The problem with this objection is that it begs the question against the HSR. The question is: are Ursinus’s comments with regard to unchastity (and I would argue ‘marriage’) incidental to the Catechism’s teaching? The HSR (and I) argue that the answer is: No, because Ursinus’s comments provide vital context for the proper interpretation of the Catechism’s use of those terms. Classis GRE, however, argues that the correct answer is: Yes, because, well, we says so.
This last point helps to answer another objection that some revisionists have raised on the basis of church polity. In his video for All One Body, the Rev. Paul Verhoef argues that the HSR’s contention that the term ‘unchastity’ encompasses ‘homosexual sex’ is invalid from a church polity standpoint, because it is the result of a ‘theological deduction’. To support this, Verhoef references an off-the-cuff comment that one of the HSR’s authors, Professor Matthew Tuininga, made during a seminary townhall. According to Verhoef, if the HSR’s interpretation represents a ‘theological deduction’, then it is invalid, because, according to church polity, subscribers to our confessions are not bound “to the theological deductions that some may draw from the doctrines set forth in the confessions” (C.O., Suppl., Art. 5, A, 3).

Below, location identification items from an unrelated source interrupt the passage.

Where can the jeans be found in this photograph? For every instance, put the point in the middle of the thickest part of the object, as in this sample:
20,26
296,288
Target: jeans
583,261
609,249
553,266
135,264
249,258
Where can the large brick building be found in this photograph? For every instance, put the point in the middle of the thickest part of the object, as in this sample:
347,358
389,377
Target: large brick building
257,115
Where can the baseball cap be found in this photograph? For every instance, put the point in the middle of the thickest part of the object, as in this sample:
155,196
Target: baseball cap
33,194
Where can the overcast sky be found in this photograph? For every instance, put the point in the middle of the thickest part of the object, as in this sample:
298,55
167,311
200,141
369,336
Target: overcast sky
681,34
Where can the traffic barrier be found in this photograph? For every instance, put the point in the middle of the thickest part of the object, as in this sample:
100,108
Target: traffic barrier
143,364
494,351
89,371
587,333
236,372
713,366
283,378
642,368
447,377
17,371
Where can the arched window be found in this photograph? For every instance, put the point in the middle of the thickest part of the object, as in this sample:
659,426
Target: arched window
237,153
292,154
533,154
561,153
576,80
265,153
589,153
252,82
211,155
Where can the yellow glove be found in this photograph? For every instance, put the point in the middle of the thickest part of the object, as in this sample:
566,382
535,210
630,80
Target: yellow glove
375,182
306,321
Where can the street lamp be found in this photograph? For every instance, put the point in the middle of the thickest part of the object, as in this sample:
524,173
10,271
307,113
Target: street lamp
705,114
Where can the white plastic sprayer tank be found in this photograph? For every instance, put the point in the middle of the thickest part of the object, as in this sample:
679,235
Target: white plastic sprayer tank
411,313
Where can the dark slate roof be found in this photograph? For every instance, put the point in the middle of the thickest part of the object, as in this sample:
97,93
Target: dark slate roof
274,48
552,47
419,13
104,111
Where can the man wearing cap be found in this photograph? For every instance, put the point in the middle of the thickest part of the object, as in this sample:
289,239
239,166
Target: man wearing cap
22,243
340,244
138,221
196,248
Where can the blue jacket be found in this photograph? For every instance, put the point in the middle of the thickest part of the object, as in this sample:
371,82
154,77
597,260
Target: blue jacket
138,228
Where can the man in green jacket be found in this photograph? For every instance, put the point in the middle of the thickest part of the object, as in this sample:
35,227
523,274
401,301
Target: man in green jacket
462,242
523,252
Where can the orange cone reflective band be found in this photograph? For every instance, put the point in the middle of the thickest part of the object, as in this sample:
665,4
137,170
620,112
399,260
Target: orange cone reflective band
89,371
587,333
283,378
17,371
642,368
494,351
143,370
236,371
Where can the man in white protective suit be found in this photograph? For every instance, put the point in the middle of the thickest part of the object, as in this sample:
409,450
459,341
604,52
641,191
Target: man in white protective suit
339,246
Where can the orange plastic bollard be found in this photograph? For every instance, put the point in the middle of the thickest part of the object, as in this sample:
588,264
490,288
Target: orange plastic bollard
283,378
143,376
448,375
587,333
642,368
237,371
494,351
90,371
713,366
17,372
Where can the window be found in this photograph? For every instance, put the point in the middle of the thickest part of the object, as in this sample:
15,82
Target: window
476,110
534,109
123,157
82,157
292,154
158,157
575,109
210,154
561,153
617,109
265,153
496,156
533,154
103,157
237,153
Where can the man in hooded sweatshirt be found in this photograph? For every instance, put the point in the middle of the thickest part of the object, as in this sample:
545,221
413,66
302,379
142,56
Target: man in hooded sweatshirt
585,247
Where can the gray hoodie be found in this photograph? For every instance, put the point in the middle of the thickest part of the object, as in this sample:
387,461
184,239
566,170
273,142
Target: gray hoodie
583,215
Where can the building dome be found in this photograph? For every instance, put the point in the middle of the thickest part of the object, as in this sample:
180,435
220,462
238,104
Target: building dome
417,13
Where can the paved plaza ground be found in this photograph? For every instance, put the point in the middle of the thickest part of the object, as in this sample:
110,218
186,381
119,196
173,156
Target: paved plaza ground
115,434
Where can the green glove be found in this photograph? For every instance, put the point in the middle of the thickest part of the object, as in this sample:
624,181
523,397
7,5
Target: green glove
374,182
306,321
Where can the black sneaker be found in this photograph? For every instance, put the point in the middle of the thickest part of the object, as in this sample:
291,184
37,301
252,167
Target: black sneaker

It seems to me that the proper response to Verhoef’s objection is to point out that, when it comes to interpreting our confessions, not all ‘theological deductions’ are created equal. As Verhoef rightly notes, some theological deductions that people draw are non-binding. In his commentary on the catechism, Henry DeMoor gives the good example of someone incorrectly ‘deducing’ from the Reformed doctrine of predestination that God’s relationship to His creatures is like that of a puppet master to his puppets (see, DeMoor, Commentary, p.46). The trouble with this type of theological deduction is that the flow of thought that leads to this conclusion is one that leads to a doctrine not already contained in our confessions.
In Part II, however, I pointed out that there is a legitimate type of theological deduction which sound readers of our confessions have always recognized. For example, when interpreting the term ‘Jeremiah’ in Belgic Confession, Article 4, a certain amount of theological deduction is required in order to arrive at the correct conclusion that the Confession teaches that the Book of Lamentations is canonical Scripture. This type of theological deduction or linear reasoning is valid, because its conclusion is something that the original confessing community would have understood as included in or vital to the Confession’s use of the term ‘Jeremiah’. Similarly, the HSR rightly argues that the CRC’s teaching on homosexual sex is contained in the Catechism’s references to ‘unchastity’.
At the beginning of this series I argued that, of all the recommendations coming to Synod 2022, recommendation D has the most potential to overturn the denominational status quo. As a result, it is understandable that revisionists within the CRC would seek to undermine the HSR’s rationale for that recommendation. As I have shown, however, none of these attempts to undermine recommendation D are successful. Instead, as I and the HSR have shown, there is very good reason for Synod 2022 to adopt recommendation D. I only hope that, if Synod adopts recommendation D, revisionists who cannot agree with that decision will have the honesty and the courage of their convictions to resign or disaffiliate from the CRC. It is far past time that the CRC move beyond debating these foundational issues with regard to human sexuality so that it can focus more intently on how we can best care for and disciple our LGBTQ brothers and sisters in Christ.